Claude Monet, Charing Cross Bridge, The Thames, 1903
Huile sur toile • 73,3 × 100,3 cm • Coll. Musée des Beaux-Arts de Lyon • Photo Alain Basset
« C’est le brouillard qui lui donne son ampleur magnifique. »
Monet
Dans son sillage, nombreux sont les impressionnistes qui viendront à Londres peindre la Tamise et ses ponts – Pissarro, Sisley –, Monet consacrant à Charing Cross, au pont de Waterloo et au Parlement de Londres des séries entières. Il déclare alors : « Sans le brouillard, Londres ne serait pas une belle ville. C’est le brouillard qui lui donne son ampleur magnifique. »
André Derain, Pont sur la Tamise, 1905
Huile sur toile • 80 × 100 cm • Coll. Musee de l’Annonciade, Saint-Tropez, France • © Bridgeman Images
Sur une commande d’Ambroise Vollard, André Derain fera lui aussi le voyage jusqu’à Londres, mais pour se concentrer sur l’animation des quais et les nombreux bateaux qui peuplent le fleuve, qu’il exaltera de puissantes teintes jaunes, bleues et vertes.
Joseph Mallord William Turner, L’Incendie de la chambre des lords et des communes, 1835
Huile sur toile • 92 × 123.2 cm • Coll. Cleveland Museum of Art, OH, USA • © Bequest of John L. Severance / Bridgeman Images
De sa source dans le Gloucestershire jusqu’à son estuaire en mer du Nord, la Tamise serpente sur un peu moins de 350 kilomètres, reliant Oxford, Reading, Windsor et Londres. C’est elle qui a inspiré aux Romains l’idée de fonder Londinium sur ses rives ; le port a été longtemps un atout majeur pour la ville, notamment aux XVIIIe et XIXe siècles. Elle est aujourd’hui bordée de nombreux monuments comme la Tour de Londres et Big Ben, mais aussi de quelques lieux emblématiques du Londres d’aujourd’hui, dont la Tate Modern et le London Eye.

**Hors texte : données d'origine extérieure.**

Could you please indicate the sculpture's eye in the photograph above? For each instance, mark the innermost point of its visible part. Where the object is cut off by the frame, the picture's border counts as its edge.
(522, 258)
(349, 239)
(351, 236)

Parmi les événements qui ont marqué son histoire, et outre l’incendie de 1666, la Tamise a également connu celui du Parlement le 16 octobre 1834, lequel a provoqué la destruction du palais de Westminster et inspiré à Turner une série de peintures d’une beauté stupéfiante, les lueurs dorées perçant le smog bleuté avec une intensité presque aveuglante.
C’est tout nouveau ! Après près d’une décennie de travaux et cinq milliards de livres d’investissement, le Thames Tideway Tunnel vient d’être inauguré. Long de 25 kilomètres, celui-ci a été conçu pour réduire la pollution de la Tamise. Ce « super-égout » a pour but d’améliorer la qualité de l’eau et d’adapter le fleuve à la taille de la ville, qui ne cesse d’accueillir de nouveaux habitants. Il réduit aussi les risques d’inondation, accentués par le changement climatique.
Outre cet ouvrage phénoménal, la Tamise d’aujourd’hui s’apprivoise lors de longues promenades le long de ses quais aménagés, et regorge de visites culturelles, dont celles de l’abbaye de Westminster, celle de la Tate Modern ou, plus originale, celle du Banksy Tunnel, une longue artère de 300 mètres de long dédiée au street art.